Noninvasive ventilation (NIV) and high-flow oxygen therapy (HFOT) are superior to conventional oxygen therapy (COT) for oxygen supplementation during bronchoscopy procedures among patients with chronic obstructive pulmonary disease (COPD), according to study findings published in BMJ Open Respiratory Research.

NIV has been found to be superior to COT as respiratory support during bronchoscopy in patients with COPD, who are at high risk for hypoxia; however, it has been unclear how HFOT compared as a potential option for such patients. Researchers therefore conducted a triple-arm study assessing the use of NIV, HFOT, and COT in patients with COPD undergoing flexible bronchoscopy as an outpatient procedure. The researchers compared the incidence of hypoxia, defined as saturation of peripheral oxygen (SpO2) less than 94% lasting for 10 seconds or more (measured noninvasively by continuous SpO2 monitoring via pulse oximetry) in the 3 arms.

Eligible participants were aged 40 to 75 years with COPD and undergoing bronchoscopy. These patients were randomly assigned 1:1:1 to COT, NIV, or HFOT. Blood samples for arterial blood gases were obtained from the radial artery at baseline and after the bronchoscopy was completed. Patients’ blood pressure, heart rate, respiratory rate, and oxygen saturation by SpO2 were recorded and monitored throughout.

A total of 90 patients with COPD were randomly assigned to the 3 arms. Participants had a mean (SD) age of 61.71 (7.5) years (range, 40-74 years), and 84% were male.
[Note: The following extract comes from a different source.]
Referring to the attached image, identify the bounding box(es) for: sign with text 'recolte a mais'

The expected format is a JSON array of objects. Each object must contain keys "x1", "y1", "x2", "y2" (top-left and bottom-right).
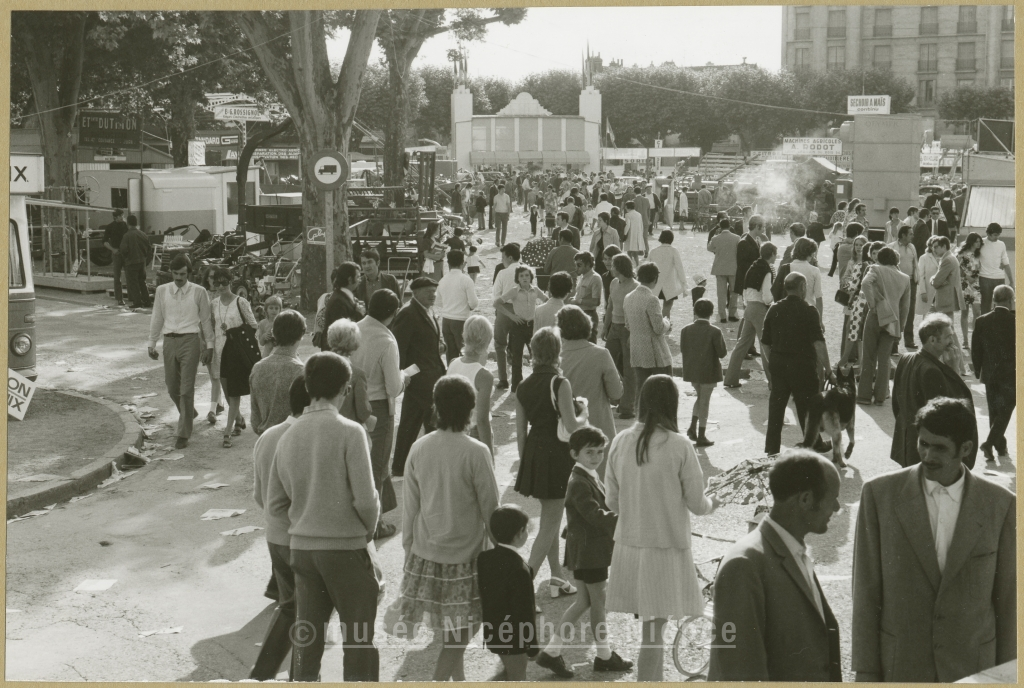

Of the cohort, 51 patients had moderate COPD, 34 had severe COPD, and 5 had very severe COPD. Their mean body mass index was 20.81 (3.1) kg/m2 and 90% of participants had a history of smoking, including 57 participants who currently smoked.

HFOT may be recommended to prevent hypoxia without compromising on the patient’s comfort or the operator’s ease.

In comparing the lowest mean recorded SpO2 values among the 3 groups, the lowest value was found in the COT group (COT: 87.03 [5.7%] vs HFOT: 95.57 [5.0%] vs NIV: 97.40 [1.6%]; P <.001).

The 3 groups had comparable average heart rates during bronchoscopy, with an average respiratory rate during bronchoscopy of 18.53 (3.4) per minute (COT: 20.23 [3.1]; HFOT: 18.57 [4.1]; NIV: 16.8 [1.9]; P <.01).

In the NIV group, postbronchoscopy saturation of peripheral oxygen (PaO2) was numerically the highest (COT: 69.30 [11.9] mm Hg; HFOT: 69.03 [13.6] mm Hg; NIV: 84.27 [21.2] mm Hg; P <.01).

The operator’s ease of doing the procedure was lower in the NIV group compared with that in the HFOT and COT groups (COT: 0.00 [interquartile range {IQR}, 0.0-0.0]; HFOT: 0.00 [IQR, 0.0-0.0; NIV: 17.5 [IQR, 15.0-20.0]; P <.01).

Mild nose pain occurred with an increased frequency among patients in the NIV group (COT: 4; HFOT: 2; NIV: 14; P <.01).

Study limitations include the single-center design and repeated interruption of routine bronchoscopy services due to the COVID-19 pandemic. Also, an in-house modified NIV mask was used to perform the procedure and maintain the air seal, but it was not standardized or externally validated.

“HFOT may be recommended to prevent hypoxia without compromising on the patient’s comfort or the operator’s ease,” stated the study authors.